Pushing the boundaries in the current political, economic and social/cultural climate which is strongly inward-looking, anti-cooperation and xenophobic, accelerated by a pandemic that in itself should strengthen the need for global cooperation but seems to enhance the opposite direction, is a major challenge for higher education and its internationalization. It will take time but mostly substantive effort to shift the pendulum into the right direction of cooperation and inclusion, to shift from a mobility focused elitist approach towards a stimulus of responsible global learning for all.

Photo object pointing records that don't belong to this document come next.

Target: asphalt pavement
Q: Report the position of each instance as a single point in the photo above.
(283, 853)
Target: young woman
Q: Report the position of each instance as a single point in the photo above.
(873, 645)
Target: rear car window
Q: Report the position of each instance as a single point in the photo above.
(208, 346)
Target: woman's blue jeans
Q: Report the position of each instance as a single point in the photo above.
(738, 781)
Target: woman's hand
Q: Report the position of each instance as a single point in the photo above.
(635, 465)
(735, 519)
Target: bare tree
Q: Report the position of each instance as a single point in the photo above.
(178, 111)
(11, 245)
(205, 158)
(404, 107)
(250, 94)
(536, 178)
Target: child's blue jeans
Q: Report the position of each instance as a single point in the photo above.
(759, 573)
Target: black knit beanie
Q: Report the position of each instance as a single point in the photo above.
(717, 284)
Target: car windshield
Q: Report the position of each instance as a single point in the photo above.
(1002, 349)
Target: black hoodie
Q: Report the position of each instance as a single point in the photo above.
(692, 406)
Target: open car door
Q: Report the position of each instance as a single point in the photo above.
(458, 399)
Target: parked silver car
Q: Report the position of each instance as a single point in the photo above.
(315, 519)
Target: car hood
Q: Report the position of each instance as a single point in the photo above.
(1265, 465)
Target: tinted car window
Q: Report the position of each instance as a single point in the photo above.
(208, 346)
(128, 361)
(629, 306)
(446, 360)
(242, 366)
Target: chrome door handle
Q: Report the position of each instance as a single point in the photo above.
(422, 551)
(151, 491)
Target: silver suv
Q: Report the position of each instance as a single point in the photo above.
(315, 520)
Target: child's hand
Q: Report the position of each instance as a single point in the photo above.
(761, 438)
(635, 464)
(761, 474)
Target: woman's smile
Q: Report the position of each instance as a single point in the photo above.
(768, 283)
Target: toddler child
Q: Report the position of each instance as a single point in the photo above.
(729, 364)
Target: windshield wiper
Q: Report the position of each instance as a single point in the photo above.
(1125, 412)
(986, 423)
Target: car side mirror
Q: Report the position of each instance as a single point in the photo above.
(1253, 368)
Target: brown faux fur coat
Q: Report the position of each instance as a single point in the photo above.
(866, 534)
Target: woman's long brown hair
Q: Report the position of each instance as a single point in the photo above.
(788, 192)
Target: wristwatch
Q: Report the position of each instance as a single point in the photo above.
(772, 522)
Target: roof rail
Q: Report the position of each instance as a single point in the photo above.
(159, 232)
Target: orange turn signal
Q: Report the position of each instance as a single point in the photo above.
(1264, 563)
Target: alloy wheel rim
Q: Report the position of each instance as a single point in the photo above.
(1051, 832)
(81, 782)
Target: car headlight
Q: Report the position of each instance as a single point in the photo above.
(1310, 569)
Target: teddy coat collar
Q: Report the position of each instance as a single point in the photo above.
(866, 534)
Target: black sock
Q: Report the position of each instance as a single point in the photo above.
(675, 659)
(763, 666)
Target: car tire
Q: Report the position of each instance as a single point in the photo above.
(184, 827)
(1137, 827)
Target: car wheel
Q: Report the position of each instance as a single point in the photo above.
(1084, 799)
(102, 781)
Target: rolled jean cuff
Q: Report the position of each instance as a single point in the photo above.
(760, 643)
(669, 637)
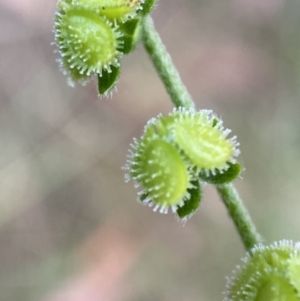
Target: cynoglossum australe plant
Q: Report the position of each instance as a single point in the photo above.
(92, 36)
(178, 153)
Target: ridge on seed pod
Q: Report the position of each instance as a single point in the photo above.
(87, 43)
(203, 139)
(115, 10)
(157, 166)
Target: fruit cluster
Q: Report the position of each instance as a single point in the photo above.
(177, 154)
(93, 35)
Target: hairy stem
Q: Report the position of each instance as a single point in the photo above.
(239, 215)
(164, 66)
(181, 98)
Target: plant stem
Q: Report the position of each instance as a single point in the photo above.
(239, 215)
(164, 66)
(181, 98)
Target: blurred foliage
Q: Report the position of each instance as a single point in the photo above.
(70, 227)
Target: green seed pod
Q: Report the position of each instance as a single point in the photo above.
(167, 160)
(87, 43)
(157, 166)
(119, 10)
(270, 273)
(201, 136)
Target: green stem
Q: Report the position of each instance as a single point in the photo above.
(239, 215)
(181, 98)
(165, 67)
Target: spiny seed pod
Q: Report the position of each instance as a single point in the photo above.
(270, 273)
(201, 136)
(120, 10)
(167, 166)
(87, 43)
(158, 167)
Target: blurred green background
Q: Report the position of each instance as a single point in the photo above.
(70, 228)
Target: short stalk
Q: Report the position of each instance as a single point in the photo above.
(164, 66)
(181, 98)
(239, 215)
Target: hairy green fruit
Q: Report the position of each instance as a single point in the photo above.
(204, 142)
(158, 167)
(161, 161)
(87, 43)
(269, 273)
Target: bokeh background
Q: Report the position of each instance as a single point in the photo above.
(70, 228)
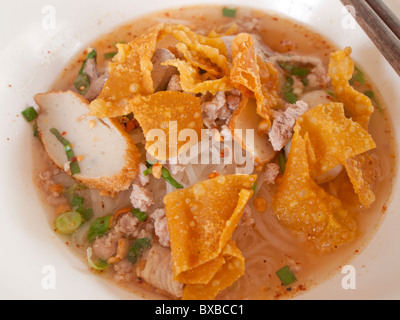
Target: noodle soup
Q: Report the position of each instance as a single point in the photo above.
(140, 216)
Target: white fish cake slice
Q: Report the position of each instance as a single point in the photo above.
(109, 160)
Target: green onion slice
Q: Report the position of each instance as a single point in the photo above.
(68, 222)
(282, 161)
(30, 114)
(286, 276)
(137, 248)
(370, 94)
(294, 70)
(165, 174)
(75, 187)
(99, 227)
(73, 165)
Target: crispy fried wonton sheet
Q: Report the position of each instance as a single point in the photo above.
(358, 105)
(201, 221)
(301, 205)
(160, 111)
(333, 137)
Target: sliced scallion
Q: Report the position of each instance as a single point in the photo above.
(30, 114)
(288, 90)
(229, 12)
(99, 227)
(165, 174)
(370, 94)
(294, 70)
(68, 222)
(74, 167)
(77, 201)
(286, 276)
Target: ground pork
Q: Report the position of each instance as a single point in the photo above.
(160, 74)
(283, 123)
(220, 106)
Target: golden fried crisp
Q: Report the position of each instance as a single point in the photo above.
(231, 269)
(301, 205)
(198, 61)
(216, 33)
(358, 105)
(333, 137)
(129, 76)
(171, 112)
(363, 170)
(201, 221)
(245, 75)
(211, 48)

Using the opportunities of integrating online education modes instead of striving to replace onsite education by online education, bringing the world into the classroom as an alternative to excluding the large majority from the opportunity to visit the world outside the classroom, connecting the local with the global, are some of the key lessons to learn, not by words only but by collective and concrete action. That might be making us proud of our track record and the contribution of internationalization to a more inclusive and better society.

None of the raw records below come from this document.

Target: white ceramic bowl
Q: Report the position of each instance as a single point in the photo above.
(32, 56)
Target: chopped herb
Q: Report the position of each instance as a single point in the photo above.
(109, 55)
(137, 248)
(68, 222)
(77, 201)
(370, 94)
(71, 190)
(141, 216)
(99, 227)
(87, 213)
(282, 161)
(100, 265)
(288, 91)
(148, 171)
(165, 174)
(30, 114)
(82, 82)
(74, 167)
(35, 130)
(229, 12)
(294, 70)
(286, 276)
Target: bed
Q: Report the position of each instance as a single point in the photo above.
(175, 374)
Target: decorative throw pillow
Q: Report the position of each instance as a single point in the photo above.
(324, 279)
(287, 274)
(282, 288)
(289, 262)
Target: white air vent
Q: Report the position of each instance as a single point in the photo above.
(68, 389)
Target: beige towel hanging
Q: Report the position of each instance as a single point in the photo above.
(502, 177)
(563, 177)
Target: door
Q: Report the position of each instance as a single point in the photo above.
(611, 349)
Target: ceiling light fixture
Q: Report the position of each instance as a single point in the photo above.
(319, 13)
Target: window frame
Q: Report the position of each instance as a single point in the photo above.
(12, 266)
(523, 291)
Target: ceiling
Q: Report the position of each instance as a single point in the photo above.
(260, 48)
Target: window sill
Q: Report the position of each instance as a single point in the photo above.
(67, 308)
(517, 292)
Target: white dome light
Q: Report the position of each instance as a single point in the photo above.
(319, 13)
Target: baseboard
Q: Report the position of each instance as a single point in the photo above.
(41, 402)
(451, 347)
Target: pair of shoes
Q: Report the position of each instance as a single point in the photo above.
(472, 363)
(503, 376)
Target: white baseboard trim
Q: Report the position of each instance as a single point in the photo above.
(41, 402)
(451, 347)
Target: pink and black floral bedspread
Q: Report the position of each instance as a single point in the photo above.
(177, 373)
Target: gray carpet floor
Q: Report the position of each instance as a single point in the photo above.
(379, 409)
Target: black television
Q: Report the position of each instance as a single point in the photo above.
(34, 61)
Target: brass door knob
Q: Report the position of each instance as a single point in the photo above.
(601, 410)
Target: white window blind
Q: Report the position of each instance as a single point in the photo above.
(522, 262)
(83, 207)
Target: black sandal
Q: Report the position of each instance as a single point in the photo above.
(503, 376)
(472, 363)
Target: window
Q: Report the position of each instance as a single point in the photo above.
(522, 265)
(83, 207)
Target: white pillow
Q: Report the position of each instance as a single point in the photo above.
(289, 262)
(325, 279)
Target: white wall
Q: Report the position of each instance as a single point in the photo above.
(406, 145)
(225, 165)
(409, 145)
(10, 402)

This approach, moving from perceiving internationalization as synonym to mobility for a small elite towards addressing it as an intention for global learning for all has been advocated by academics and international education professionals over the past decades. Concerns about exclusiveness, revenue generation rationales, combined with concerns of increasing nationalism and inward-looking, and concerns of sustainability and climate change were the foundation for this advocacy. The Covid-19 pandemic has made clear that these concerns are real and will endanger the future of higher education. It is to be hoped that the global crisis resulting from the pandemic will not only be seen as a challenge but also as an opportunity to change the paradigm back to cooperation and to stimulate inclusion instead of exclusion.